Erol abi başını sallayarak onayladı.
"Çok üzgünüm. Bu açıdan hiç bakmamıştım. Sizi hep birer arkadaş olarak gördüğüm için beni korumanın işiniz olduğunu unutuyorum."
Erol abi bunu duyunca yüzündeki sert ifade yumuşadı. "Afşar, biz senin korumanız ama aynı zamanda arkadaşınız. Sana zarar gelirse hem işimizi berbat ederiz, hem de bir arkadaşımızı kaybederiz. Lütfen anla bizi. Bugün seni bulamadığımızda ikimizin de hissettiği korku işimizden olmak değildi, seni kaybetmekti."

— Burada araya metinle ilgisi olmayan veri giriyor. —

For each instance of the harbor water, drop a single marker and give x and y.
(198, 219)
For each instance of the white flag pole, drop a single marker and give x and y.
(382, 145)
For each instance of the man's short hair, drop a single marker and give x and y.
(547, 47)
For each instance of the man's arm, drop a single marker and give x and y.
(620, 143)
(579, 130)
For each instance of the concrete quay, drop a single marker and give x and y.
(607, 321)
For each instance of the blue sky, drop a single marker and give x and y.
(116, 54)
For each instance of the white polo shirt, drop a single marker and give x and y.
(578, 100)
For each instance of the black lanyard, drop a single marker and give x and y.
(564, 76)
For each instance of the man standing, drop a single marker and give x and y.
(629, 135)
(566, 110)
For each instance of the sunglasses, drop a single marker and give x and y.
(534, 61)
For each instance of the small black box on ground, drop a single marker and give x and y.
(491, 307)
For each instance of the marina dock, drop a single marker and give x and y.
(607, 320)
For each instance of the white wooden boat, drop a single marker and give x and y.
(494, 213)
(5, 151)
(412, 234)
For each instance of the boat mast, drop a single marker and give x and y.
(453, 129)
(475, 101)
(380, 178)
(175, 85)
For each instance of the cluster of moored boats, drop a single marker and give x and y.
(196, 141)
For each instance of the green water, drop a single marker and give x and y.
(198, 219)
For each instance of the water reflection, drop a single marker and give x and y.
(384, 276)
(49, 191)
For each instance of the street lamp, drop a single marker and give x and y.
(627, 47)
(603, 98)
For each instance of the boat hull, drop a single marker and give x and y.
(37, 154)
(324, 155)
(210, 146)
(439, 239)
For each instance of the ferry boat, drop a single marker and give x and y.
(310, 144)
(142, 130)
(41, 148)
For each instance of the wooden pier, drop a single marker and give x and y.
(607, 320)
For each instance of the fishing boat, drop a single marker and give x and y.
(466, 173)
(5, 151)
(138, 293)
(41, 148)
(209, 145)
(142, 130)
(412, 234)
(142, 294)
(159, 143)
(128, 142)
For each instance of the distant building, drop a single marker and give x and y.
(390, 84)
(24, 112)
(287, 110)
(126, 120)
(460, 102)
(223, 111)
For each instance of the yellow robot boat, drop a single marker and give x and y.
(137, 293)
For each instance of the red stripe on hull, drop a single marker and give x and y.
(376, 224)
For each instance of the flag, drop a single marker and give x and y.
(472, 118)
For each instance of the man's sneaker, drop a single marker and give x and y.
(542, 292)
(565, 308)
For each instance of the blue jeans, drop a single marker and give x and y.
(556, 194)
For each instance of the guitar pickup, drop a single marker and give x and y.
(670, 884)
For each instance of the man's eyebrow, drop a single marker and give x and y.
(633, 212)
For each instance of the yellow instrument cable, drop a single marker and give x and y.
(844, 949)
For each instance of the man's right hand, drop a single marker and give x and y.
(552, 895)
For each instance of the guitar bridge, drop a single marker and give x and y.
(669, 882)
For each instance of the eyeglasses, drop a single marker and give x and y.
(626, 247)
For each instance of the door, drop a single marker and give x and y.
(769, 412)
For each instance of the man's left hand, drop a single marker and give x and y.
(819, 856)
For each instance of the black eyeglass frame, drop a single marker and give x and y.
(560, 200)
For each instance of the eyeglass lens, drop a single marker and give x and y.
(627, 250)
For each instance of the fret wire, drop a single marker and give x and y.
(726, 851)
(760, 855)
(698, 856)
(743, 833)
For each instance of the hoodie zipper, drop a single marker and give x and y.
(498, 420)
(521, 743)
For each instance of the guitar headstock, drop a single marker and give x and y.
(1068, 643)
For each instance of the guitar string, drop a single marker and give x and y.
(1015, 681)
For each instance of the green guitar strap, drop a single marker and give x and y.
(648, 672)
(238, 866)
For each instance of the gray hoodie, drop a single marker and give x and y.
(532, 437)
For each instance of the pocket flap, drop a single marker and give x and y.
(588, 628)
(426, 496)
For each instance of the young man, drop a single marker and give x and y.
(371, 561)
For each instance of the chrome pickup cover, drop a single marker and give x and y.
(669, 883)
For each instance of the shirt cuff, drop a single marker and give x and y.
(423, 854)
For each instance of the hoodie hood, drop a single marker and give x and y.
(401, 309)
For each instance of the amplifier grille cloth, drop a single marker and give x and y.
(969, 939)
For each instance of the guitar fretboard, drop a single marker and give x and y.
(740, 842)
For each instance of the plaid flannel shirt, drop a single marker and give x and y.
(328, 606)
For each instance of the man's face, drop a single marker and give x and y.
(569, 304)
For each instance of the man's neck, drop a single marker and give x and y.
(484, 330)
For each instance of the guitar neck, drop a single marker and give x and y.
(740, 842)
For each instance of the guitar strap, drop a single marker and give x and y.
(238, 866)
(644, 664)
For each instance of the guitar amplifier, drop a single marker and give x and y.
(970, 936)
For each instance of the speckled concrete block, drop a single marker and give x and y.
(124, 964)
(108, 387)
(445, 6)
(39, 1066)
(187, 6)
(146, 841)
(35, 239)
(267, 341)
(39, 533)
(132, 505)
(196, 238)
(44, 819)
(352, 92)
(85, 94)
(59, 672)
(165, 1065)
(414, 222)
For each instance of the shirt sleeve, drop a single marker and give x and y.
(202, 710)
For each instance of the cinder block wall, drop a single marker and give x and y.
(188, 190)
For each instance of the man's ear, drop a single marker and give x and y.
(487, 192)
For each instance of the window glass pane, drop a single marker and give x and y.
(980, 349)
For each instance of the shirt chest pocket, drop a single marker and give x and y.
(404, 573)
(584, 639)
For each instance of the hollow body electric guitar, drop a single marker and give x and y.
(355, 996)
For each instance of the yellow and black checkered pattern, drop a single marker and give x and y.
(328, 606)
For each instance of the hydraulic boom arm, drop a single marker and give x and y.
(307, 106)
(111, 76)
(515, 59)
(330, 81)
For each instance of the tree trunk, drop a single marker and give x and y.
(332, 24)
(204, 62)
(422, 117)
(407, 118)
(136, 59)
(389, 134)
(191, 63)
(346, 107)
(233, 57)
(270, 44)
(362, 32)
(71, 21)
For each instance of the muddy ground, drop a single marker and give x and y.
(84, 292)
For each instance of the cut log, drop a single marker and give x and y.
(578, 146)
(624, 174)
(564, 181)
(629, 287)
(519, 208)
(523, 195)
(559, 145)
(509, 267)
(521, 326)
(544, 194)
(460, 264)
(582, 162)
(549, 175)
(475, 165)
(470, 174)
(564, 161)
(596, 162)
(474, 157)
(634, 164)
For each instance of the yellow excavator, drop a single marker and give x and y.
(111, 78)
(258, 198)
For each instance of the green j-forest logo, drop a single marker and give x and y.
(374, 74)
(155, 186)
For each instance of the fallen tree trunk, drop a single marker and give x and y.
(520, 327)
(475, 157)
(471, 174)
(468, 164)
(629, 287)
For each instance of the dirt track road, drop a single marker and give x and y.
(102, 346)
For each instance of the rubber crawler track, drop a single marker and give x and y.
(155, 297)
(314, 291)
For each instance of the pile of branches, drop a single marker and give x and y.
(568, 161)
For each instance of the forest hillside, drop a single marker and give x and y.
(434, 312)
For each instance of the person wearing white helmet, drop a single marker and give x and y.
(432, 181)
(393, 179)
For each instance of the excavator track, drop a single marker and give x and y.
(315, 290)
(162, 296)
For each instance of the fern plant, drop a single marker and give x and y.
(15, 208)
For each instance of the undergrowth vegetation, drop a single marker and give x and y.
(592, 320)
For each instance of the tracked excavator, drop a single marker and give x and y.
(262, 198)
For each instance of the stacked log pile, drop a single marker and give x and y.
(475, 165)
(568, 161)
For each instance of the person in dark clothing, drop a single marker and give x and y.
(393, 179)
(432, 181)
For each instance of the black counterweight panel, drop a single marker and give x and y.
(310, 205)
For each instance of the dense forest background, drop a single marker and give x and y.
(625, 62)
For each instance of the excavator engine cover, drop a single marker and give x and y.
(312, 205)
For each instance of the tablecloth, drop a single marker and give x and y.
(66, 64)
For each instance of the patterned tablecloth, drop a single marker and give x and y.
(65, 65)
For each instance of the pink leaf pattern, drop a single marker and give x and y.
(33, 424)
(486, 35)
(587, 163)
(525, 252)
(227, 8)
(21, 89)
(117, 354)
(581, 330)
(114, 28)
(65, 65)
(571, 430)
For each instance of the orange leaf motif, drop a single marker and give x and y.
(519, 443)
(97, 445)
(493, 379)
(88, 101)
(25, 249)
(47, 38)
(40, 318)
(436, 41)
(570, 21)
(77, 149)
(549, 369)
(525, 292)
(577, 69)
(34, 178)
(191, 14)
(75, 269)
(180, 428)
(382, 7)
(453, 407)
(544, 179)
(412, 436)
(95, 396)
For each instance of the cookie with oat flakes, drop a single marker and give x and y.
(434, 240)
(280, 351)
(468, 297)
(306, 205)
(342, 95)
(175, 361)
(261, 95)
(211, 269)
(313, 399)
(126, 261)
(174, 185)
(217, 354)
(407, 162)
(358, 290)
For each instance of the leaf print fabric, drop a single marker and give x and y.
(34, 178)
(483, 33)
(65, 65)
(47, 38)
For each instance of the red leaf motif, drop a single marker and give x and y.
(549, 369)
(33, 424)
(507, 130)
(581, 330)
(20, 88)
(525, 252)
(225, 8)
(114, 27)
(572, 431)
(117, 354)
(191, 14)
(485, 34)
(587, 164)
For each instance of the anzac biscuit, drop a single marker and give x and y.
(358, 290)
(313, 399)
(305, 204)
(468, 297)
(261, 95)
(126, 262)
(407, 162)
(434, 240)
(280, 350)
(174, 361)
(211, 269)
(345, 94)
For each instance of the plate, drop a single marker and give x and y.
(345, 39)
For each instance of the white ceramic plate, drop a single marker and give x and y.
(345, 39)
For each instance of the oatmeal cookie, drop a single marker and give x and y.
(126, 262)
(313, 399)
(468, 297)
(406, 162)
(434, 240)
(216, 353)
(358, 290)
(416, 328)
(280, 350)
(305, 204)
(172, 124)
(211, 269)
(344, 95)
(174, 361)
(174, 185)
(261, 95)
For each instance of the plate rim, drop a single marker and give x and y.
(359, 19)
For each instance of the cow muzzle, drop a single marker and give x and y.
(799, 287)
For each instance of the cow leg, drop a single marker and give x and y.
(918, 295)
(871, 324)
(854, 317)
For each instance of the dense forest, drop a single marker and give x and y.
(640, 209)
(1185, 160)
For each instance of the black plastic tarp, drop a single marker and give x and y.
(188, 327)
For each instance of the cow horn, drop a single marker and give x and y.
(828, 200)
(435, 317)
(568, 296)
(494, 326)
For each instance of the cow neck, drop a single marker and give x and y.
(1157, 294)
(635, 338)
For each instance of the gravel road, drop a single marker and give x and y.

Onlar tarafından bu kadar değer görmek gözlerimin yaşarmasına sebep oldu. Bugün yeterince saçma şey yaptım. Şimdi bir tane daha yapsam bir şey olmaz.
Yerimden hızla kalkıp koltuklarının arasına geçerek ikisine de sarıldım. Adnan abinin şaşkınlıktan nefesi kesilirken, Erol abi hemen bana uyum sağlayarak sarıldı.
"İkinizi de seviyorum."
"Biz de seni Afşar."
"N'oluyor burada?"
İkiliden ayrılıp gözünün birini ovuşturan Ufuk'a baktım. Uykulu haliyle çok sevimli görünüyordu.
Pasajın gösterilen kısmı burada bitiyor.